With one post your more likely to rape me than help 

Ive actually decided to bite the bullet and actually wear the thing while my mother makes/tailors it.

Ive found everything I need to make the skin.  It is going to cost between 200 and 250 USD to make.


----------



## Zrcalo (Jun 2, 2010)

1) make the mask out of latex/resin so it would be form fitting

2) you're using the balacava method just with latex/resin method.

3) you're going to die of heat no matter what you use. though I would reccomend any thin fur that you can see through. I have some light brown and dark brown if you'd like to buy it from me. 

4) spandex suits are ugly.

this is my head:


----------



## Hyasinth (Jun 2, 2010)

Zrcalo said:


> 4) spandex suits are ugly.



Where did he say anything about spandex? He said he wanted it "form-fitting". And if formfitting suits are ugly, then I have to wonder why so many people want them, and why Beetlecat had a tutorial posted for how to make one. (it's still listed, just not showing). Formfitted lower half of suit: http://www.beetlecatoriginals.com/gallery/Hoofers/slides/Gemsbok Legs 3.html and this is the one that was featured in the tutorial http://www.beetlecatoriginals.com/gallery/Hoofers/slides/Springer the Klipspringer 2.html

Also- your head is really nice, but the eyeholes are huge... It's going to look a bit odd even with blackout around your eyes. Other than that the construction's well done, nicely realistic.


----------



## Zrcalo (Jun 2, 2010)

Hyasinth said:


> Where did he say anything about spandex? He said he wanted it "form-fitting". And if formfitting suits are ugly, then I have to wonder why so many people want them, and why Beetlecat had a tutorial posted for how to make one. (it's still listed, just not showing). Formfitted lower half of suit: http://www.beetlecatoriginals.com/gallery/Hoofers/slides/Gemsbok Legs 3.html and this is the one that was featured in the tutorial http://www.beetlecatoriginals.com/gallery/Hoofers/slides/Springer the Klipspringer 2.html
> 
> Also- your head is really nice, but the eyeholes are huge... It's going to look a bit odd even with blackout around your eyes. Other than that the construction's well done, nicely realistic.
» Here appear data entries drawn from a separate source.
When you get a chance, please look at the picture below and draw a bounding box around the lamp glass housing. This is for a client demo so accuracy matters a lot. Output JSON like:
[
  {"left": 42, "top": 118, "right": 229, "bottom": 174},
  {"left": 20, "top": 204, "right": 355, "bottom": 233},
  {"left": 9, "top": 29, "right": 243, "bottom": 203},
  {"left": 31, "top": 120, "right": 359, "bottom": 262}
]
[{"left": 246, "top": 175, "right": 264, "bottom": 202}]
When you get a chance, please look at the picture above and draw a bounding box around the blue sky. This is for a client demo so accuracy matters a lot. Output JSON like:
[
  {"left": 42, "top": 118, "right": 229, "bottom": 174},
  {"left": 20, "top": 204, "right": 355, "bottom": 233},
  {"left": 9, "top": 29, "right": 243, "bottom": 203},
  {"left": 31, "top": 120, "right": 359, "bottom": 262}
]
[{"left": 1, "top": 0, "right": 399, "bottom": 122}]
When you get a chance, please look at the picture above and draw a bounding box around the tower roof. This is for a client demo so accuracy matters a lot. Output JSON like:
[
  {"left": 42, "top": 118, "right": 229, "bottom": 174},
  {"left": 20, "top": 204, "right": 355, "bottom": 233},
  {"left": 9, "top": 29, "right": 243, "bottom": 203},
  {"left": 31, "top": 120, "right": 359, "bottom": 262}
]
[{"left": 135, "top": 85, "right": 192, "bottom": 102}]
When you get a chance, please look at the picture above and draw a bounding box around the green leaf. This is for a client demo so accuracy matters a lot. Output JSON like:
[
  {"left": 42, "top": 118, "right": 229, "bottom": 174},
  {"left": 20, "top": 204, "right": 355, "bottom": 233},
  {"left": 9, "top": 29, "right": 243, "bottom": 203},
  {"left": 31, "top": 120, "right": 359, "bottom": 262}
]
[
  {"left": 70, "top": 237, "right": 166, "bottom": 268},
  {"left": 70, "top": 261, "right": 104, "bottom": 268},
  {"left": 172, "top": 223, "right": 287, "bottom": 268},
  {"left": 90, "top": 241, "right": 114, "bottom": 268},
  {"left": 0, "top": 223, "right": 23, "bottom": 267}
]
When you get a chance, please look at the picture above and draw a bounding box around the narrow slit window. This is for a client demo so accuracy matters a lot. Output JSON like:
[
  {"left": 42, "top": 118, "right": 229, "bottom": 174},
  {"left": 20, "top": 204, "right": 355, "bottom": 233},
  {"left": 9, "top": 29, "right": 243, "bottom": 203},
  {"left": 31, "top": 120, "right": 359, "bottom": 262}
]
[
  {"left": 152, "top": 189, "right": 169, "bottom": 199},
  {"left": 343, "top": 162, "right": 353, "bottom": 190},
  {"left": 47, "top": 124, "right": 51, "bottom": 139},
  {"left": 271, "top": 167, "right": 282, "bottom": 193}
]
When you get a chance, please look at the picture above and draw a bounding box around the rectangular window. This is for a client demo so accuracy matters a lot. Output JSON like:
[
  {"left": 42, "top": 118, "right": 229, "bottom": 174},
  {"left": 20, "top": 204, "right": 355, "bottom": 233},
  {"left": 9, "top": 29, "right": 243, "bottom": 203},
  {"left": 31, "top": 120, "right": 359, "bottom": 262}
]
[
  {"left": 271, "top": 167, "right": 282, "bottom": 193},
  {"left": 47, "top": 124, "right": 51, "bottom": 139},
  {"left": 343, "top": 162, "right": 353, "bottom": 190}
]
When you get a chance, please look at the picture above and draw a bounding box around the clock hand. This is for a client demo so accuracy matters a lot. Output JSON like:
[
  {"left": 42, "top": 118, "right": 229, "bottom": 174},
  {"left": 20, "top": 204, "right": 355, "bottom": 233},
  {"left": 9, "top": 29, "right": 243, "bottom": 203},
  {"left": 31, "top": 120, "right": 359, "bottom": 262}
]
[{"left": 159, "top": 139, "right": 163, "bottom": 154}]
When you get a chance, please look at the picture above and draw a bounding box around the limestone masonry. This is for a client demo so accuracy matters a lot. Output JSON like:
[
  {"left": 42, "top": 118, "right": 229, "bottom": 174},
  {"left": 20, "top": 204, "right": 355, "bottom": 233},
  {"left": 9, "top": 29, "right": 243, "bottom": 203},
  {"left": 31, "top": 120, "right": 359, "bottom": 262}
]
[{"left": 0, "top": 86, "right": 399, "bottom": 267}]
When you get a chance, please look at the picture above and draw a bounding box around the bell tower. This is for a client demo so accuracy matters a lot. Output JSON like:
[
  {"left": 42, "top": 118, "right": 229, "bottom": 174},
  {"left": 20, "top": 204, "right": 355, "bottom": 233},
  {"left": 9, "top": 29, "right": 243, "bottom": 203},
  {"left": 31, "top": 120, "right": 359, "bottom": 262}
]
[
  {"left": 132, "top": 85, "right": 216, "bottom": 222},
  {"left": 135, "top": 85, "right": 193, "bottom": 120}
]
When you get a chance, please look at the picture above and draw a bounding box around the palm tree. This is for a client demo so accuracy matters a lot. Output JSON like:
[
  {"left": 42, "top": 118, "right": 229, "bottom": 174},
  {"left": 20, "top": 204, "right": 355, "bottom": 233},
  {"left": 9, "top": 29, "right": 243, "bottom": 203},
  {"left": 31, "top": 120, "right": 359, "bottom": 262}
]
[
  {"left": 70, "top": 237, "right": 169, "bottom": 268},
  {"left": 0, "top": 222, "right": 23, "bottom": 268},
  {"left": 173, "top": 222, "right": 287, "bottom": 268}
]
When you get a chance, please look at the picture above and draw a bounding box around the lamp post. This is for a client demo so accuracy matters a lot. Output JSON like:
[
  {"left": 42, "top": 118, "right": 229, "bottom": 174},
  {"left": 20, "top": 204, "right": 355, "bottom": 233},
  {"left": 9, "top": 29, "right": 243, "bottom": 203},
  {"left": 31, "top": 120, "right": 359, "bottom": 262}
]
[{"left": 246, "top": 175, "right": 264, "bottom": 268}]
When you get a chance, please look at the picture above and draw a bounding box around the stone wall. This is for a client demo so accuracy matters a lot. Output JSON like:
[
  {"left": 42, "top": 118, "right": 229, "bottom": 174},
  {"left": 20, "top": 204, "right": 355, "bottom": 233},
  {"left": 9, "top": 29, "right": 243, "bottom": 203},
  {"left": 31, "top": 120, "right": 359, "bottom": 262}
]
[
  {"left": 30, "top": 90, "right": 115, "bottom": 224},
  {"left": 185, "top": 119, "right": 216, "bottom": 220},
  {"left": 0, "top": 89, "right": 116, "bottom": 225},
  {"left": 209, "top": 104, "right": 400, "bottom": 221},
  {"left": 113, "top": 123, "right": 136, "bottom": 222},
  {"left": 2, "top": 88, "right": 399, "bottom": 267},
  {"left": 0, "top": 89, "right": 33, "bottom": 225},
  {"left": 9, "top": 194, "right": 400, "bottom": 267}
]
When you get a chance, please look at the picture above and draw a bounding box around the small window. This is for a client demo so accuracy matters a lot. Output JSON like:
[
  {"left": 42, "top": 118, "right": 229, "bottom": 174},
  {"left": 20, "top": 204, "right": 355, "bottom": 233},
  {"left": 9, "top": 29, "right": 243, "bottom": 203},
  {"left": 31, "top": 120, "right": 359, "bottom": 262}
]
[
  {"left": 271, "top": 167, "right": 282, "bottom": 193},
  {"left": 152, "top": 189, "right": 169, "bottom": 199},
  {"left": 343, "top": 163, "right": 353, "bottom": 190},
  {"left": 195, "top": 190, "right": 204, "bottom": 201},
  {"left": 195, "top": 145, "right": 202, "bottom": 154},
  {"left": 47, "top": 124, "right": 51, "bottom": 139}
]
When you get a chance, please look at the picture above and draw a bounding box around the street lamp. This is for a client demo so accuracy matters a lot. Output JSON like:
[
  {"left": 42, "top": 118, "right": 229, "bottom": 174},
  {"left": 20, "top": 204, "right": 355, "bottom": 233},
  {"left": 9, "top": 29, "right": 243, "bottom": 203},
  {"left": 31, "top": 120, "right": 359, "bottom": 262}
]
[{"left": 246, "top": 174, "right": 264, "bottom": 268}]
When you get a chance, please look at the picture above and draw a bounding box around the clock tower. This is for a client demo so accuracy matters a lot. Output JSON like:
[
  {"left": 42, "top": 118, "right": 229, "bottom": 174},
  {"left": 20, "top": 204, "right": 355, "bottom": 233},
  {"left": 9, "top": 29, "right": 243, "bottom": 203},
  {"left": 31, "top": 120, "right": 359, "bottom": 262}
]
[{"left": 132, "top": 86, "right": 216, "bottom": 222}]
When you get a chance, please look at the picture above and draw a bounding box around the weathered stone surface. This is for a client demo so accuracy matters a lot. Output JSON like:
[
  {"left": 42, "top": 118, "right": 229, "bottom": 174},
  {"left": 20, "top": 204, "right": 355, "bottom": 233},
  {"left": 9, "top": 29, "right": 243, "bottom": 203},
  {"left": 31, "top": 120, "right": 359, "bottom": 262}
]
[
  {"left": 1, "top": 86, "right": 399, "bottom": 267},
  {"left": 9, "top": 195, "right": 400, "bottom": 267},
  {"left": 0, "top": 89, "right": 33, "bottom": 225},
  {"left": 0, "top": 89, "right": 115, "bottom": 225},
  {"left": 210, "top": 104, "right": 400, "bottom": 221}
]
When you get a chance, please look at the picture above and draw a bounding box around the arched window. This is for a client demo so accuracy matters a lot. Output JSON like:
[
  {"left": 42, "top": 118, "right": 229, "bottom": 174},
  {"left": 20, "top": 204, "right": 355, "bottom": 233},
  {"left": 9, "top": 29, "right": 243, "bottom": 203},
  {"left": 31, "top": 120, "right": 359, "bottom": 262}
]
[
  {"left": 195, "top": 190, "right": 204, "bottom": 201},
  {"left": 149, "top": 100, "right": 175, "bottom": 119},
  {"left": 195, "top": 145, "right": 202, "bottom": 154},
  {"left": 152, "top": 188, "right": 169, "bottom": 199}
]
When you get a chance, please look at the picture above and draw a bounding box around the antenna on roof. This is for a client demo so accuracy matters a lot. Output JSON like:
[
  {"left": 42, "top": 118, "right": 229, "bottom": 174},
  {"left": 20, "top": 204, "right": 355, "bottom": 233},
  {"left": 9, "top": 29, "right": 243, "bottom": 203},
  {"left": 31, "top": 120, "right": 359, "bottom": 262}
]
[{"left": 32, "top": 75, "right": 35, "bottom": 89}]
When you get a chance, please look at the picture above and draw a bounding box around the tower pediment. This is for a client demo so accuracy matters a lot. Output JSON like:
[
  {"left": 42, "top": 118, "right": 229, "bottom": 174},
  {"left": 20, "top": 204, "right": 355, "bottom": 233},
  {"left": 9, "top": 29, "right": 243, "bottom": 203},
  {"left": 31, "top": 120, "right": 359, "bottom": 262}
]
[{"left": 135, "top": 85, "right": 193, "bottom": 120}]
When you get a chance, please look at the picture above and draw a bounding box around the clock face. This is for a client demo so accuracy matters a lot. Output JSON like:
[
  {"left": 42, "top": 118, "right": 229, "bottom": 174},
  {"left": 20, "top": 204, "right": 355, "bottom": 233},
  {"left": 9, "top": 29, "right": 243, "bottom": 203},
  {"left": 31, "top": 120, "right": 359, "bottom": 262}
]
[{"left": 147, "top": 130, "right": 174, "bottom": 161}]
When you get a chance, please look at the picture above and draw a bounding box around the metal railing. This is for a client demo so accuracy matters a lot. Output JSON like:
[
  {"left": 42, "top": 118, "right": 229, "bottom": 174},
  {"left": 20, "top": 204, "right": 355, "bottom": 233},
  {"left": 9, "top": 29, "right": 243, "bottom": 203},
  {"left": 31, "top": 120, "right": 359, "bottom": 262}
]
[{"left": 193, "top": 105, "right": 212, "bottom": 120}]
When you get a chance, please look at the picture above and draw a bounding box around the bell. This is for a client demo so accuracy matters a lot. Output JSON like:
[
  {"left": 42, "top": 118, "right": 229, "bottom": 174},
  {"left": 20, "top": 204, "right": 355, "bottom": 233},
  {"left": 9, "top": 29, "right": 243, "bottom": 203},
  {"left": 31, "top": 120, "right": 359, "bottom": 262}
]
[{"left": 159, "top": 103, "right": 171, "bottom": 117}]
I didnt actually make that head, I just bought it.
anyway, I'm not talking about form fitting suits I'm talking about spandex/underarmor suits. I've seen them before, and OP mentioned making one of those instead of using fur.


----------



## Deci (Jun 2, 2010)

No No,  The Faux fur is the outer layer and the UnderArmor was supposed to be the inside layer.  The layer that touches my skin. Hyasinth already gave me the perfect replacement material for the UnderArmor.  And suit schedule has been acclerated.  I will have pics up in about a week of my progress.  Im going to the MegaplexCon in Florida on July 23rd.


----------



## Deci (Jun 4, 2010)

In need of some liquid rubber.  Or some kind of rubber that i can pour into a mold that will cure and become ridged.

It needs to be very flexible like able to be folded completely over itself without damage.


----------



## DReaper3 (Jun 5, 2010)

Deci said:


> In need of some liquid rubber. Or some kind of rubber that i can pour into a mold that will cure and become ridged.
> 
> It needs to be very flexible like able to be folded completely over itself without damage.


 Like the stuff they use on Myth Busters?


----------



## Deci (Jun 5, 2010)

No ballistics gelatin tears easy.  Forgot to post that i had already figured out how to use the same silicone rubber for mold and the ears themselves.  Getting ALL of my materials tomorrow so hopefully ill have a little progress I can post.  All images will be in Photobucket though since I don't have an FA account and cant make one at the moment.


----------